March 31, 2020

by Daren Poole- Global Head of Creative / Kantar

This post was written based on data available to 26 March 2019. We will continue to update our point of view based on any emerging data.

As the number of global coronavirus cases increases and stricter social distancing and lockdown regulations are put into place, brands continue to ask whether they should continue to advertise. Previously, we said that for most brands, spending behind the right creative will put the brand in a stronger position post-crisis than brands that don’t spend. New research adds the voice of the people: they don’t expect brands to stop advertising and are responding to ads in a very similar way to before the crisis.

Advertising should continue

According to Kantar’s COVID-19 Barometer, only 8 percent of people believe that companies should stop advertising. This is supported in studies we conducted to understand how people are responding to advertising, with only 6 percent of UK and U.S. respondents saying that they don’t think it’s appropriate for brands to be advertising at the moment. Sixty-four percent say it’s OK for brands to advertise and 19 percent believe that they only believe it’s appropriate for some brands to advertise.

Asked why they believe that, it’s clear that marketers may be more concerned about causing offence than consumers. Those that say it’s appropriate for brands to be advertising say that life and the economy go on, there is still demand for products and services, so brands need to advertise. And many say that in a constant news cycle about coronavirus, advertising provides a sense of normality, or even distraction and escape. Those that believe that only some brands should be advertising don’t want to see content about products that people can’t buy or use because of shortage or about services that they are currently not allowed to use.

Consumer response to specific ads has changed very little

Last week, we re-tested ten TV and digital ads, from five markets, that we had tested prior to the crisis, to identify if people’s concerns about COVID-19 and the economy are affecting how they respond to advertising (Ads were tested in Brazil, France, Germany, UK, U.S.; categories include alcoholic beverages, entertainment, food, household products, retail and technology). On 95 percent of Link Now’s measures, the response to questions is unchanged from previously. At an aggregate level, while we see some small declines on headline measures of short and long-term advertising performance, these are not significant, and most importantly, the recommendations from studies for individual ads would not change from those given originally.

Individual cases provide guidelines for creative content during the crisis.

  •     The response to an ad for anti-bacterial wipes improved significantly, reflecting the need for heightened levels of hygiene. When 75 percent of people believe that companies should not exploit coronavirus, this ad is seen as helpful because the messaging is in line with previous ads and therefore authentic. It doesn’t make reference to COVID-19 and it doesn’t need to: people can make that connection themselves.
  •     An Aldi Easter egg ad, that uses gentle humour, is very well received. While 40 percent of people don’t feel that advertising should use humour now according to, they respond well to this ad, with the light-hearted tone providing a break from the news.

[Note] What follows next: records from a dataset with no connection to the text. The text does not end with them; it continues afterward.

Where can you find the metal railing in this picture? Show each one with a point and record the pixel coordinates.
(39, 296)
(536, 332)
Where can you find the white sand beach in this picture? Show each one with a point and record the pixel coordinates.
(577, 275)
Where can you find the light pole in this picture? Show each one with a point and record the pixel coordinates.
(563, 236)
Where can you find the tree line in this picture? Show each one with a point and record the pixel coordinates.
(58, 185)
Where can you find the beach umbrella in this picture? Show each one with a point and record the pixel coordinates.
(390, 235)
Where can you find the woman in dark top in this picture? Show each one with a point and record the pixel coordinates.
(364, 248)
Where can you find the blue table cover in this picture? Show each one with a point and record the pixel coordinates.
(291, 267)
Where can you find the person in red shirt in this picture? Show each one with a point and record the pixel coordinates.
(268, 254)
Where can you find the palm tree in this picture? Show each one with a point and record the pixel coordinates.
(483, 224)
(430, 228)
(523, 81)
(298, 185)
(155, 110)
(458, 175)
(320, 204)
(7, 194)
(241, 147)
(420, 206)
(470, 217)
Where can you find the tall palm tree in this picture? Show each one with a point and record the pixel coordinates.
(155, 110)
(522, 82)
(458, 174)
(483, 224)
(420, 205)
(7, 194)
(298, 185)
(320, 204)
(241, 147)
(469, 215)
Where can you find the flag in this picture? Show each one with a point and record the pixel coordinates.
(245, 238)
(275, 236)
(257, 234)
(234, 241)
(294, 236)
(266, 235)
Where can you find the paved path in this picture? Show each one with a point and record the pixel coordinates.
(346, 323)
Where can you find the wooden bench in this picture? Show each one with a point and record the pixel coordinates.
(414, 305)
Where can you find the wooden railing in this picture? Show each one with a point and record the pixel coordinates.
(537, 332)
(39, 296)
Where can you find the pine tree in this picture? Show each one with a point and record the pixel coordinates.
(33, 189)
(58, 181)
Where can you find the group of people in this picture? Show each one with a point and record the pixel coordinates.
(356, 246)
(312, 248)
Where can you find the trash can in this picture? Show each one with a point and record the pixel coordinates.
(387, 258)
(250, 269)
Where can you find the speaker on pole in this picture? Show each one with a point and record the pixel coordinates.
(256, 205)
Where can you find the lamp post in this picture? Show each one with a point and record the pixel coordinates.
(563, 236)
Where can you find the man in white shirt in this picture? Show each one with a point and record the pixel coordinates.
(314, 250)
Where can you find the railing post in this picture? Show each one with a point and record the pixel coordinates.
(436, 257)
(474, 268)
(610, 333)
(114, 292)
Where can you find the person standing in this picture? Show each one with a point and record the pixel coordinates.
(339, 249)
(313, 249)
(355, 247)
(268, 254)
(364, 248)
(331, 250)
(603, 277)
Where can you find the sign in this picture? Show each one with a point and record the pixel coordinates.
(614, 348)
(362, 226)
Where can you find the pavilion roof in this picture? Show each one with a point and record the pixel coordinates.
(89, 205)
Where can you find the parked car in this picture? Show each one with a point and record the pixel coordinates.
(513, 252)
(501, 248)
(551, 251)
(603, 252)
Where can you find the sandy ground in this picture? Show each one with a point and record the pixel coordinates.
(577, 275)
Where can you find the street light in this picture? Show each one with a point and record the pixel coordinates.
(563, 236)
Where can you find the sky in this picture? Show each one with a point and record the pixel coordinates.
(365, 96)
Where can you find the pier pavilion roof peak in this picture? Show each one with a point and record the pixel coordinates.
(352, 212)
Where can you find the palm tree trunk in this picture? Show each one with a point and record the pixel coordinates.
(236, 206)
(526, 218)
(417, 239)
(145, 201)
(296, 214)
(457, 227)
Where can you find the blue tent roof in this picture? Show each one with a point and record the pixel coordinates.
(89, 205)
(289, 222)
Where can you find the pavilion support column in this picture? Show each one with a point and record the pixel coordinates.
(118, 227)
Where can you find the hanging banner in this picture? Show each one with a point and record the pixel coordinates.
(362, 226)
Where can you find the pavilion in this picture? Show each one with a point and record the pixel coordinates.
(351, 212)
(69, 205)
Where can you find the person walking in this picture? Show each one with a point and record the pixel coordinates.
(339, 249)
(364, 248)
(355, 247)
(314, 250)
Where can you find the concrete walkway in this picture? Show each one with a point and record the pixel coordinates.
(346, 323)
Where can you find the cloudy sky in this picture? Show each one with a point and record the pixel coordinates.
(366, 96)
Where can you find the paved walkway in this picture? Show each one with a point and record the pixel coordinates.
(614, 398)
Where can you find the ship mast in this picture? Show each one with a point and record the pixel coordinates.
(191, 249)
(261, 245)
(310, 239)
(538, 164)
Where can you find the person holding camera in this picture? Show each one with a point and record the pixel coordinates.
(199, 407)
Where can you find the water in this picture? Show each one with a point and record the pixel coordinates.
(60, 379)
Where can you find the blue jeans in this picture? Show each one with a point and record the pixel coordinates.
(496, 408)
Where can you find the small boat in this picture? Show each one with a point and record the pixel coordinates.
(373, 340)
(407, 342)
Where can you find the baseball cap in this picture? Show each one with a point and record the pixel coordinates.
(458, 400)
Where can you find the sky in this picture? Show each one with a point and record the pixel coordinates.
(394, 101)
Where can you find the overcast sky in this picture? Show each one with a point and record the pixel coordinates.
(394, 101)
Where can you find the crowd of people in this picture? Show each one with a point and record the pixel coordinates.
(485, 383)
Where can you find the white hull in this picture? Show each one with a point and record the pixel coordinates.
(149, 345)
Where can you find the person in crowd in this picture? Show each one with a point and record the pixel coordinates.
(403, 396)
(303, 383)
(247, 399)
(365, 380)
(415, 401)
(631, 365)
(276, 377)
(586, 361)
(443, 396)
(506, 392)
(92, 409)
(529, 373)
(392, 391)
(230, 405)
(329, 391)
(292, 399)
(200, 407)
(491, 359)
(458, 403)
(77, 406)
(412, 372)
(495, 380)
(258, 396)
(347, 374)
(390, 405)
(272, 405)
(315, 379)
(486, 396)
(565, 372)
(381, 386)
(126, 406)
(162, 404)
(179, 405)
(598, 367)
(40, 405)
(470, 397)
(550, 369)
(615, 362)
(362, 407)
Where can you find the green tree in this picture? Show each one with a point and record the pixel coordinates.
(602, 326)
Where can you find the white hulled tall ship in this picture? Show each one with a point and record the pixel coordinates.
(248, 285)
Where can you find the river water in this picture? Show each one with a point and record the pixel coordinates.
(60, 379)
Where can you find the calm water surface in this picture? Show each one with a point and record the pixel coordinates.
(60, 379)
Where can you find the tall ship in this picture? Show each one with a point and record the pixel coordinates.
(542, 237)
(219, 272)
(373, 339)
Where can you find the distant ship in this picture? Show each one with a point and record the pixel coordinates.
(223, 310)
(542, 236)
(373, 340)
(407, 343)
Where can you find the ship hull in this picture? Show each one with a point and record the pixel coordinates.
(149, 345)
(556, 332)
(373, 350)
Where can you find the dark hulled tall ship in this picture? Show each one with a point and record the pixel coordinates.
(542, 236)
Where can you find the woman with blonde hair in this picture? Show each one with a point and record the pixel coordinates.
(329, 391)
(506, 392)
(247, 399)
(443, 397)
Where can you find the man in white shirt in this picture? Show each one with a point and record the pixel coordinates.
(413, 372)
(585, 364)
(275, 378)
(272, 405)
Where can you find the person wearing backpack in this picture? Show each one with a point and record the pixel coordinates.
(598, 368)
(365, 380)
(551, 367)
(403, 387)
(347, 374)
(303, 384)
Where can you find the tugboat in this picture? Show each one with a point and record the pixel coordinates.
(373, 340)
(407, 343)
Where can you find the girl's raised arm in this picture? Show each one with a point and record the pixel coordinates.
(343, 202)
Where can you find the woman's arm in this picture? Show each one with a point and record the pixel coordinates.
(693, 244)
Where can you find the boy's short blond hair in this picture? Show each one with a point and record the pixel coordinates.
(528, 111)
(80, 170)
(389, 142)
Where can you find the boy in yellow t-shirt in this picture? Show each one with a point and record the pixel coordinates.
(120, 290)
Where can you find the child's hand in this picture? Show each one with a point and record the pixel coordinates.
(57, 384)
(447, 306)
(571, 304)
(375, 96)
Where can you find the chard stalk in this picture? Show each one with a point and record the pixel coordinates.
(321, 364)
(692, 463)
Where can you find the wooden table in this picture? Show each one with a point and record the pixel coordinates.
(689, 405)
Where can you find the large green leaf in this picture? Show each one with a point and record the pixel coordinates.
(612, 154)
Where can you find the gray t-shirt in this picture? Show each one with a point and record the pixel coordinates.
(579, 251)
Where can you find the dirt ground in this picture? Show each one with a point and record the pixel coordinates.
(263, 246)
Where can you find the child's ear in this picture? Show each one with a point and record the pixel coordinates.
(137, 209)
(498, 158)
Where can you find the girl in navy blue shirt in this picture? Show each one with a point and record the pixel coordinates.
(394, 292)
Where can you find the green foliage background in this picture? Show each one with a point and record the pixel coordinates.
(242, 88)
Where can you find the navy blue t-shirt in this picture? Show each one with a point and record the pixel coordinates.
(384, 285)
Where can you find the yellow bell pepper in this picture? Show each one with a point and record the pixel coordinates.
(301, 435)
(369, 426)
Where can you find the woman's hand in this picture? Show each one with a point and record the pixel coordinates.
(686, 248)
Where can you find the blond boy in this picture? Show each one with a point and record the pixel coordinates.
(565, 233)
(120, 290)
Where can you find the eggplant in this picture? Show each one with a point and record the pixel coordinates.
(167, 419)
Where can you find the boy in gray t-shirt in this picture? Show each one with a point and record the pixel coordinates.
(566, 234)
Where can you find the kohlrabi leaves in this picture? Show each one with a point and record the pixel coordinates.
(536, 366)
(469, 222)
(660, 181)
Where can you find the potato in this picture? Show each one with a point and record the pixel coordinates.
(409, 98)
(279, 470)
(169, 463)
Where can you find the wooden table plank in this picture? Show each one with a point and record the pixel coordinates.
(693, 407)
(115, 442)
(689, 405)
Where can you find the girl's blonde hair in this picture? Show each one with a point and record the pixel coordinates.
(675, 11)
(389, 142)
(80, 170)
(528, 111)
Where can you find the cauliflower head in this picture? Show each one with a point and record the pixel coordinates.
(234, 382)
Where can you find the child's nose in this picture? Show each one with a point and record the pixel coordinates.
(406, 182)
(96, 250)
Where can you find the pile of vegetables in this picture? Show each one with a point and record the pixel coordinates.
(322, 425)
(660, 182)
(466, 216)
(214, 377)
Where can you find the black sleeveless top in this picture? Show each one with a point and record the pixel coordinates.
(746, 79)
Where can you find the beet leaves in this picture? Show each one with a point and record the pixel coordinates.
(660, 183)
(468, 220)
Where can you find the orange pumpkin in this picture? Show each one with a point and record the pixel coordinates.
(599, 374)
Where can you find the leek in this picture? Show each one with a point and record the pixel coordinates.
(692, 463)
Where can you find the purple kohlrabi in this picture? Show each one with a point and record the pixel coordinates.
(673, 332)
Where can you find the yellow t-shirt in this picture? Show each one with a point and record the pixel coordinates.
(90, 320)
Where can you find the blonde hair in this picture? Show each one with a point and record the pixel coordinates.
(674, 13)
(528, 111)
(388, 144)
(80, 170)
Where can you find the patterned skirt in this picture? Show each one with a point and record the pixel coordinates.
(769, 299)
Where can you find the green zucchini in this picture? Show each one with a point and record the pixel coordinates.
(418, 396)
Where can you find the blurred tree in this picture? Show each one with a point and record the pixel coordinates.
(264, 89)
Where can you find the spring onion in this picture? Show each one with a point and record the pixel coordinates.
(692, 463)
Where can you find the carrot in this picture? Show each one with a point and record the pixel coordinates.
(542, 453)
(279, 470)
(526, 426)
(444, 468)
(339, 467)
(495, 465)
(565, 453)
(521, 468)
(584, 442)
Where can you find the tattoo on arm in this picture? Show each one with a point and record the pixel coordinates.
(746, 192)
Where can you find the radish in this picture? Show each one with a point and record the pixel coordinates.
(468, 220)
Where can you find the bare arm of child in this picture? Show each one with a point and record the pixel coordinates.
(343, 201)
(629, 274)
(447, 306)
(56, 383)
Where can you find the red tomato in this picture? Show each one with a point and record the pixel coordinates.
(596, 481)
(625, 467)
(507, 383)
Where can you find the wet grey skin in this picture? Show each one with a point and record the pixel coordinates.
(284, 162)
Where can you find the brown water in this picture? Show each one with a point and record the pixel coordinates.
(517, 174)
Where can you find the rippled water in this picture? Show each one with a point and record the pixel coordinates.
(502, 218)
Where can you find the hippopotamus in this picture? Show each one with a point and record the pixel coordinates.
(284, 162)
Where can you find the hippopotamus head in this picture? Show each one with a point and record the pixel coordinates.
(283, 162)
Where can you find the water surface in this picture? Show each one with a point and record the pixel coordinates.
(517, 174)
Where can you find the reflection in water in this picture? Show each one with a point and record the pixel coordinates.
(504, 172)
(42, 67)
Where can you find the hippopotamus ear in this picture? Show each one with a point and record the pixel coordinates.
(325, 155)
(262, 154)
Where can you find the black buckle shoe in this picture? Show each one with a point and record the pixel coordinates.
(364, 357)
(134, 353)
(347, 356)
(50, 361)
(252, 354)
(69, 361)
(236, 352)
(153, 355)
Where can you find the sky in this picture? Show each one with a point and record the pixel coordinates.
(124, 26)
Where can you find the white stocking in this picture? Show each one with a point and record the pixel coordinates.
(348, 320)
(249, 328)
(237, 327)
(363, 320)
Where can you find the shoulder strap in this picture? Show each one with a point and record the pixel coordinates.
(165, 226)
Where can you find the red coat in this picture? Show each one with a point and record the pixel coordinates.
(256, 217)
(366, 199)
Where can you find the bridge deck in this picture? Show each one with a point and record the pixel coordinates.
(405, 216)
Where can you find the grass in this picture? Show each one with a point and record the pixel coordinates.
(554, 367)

Similarly, a Busch beer ad that uses dry humour is as well received today as when originally tested.
  •     There is no evidence that scenes of people not social distancing impacts on response. One ad tested for an entertainment brand features scenes of mass gatherings and does not drive negativity.
  •     Similarly, an ad for TV network Canal+ tested in locked-down France that shows more vulnerable elderly people in outdoor situations is not negatively received; the humour was as appreciated as when originally first tested. These cases point to people wanting to suspend reality when seeing advertising, just as they will be doing when they watch the programmes that ads appear in.

Implications for marketers

  •     In most cases, advertisers can and should continue to advertise. Seeing ads helps consumers escape mentally from the crisis and can point them to products and services to help them during unusual times, or simply provided comfort and support.
  •     Content doesn’t need to specifically reference coronavirus as people are all too aware of the situation. At the same time, it shouldn’t exploit it.
  •     Content doesn’t need to be new. Old ads and footage can work just as well during the crisis as previously.
  •     People don’t seem to be sensitive to seeing scenes that show banned or restricted behaviours. Similarly, the use of appropriate humour seems to be acceptable. However, testing is recommended to avoid any possible backlash that could damage the brand.
  •     People’s response to ads in Link hasn’t changed with the crisis, so brands can test ads with confidence. At a time when many media budgets have been reduced, so ROI is more important than ever, this small investment can ensure that advertising lands as intended, delivering short-term sales and long-term equity for the brand.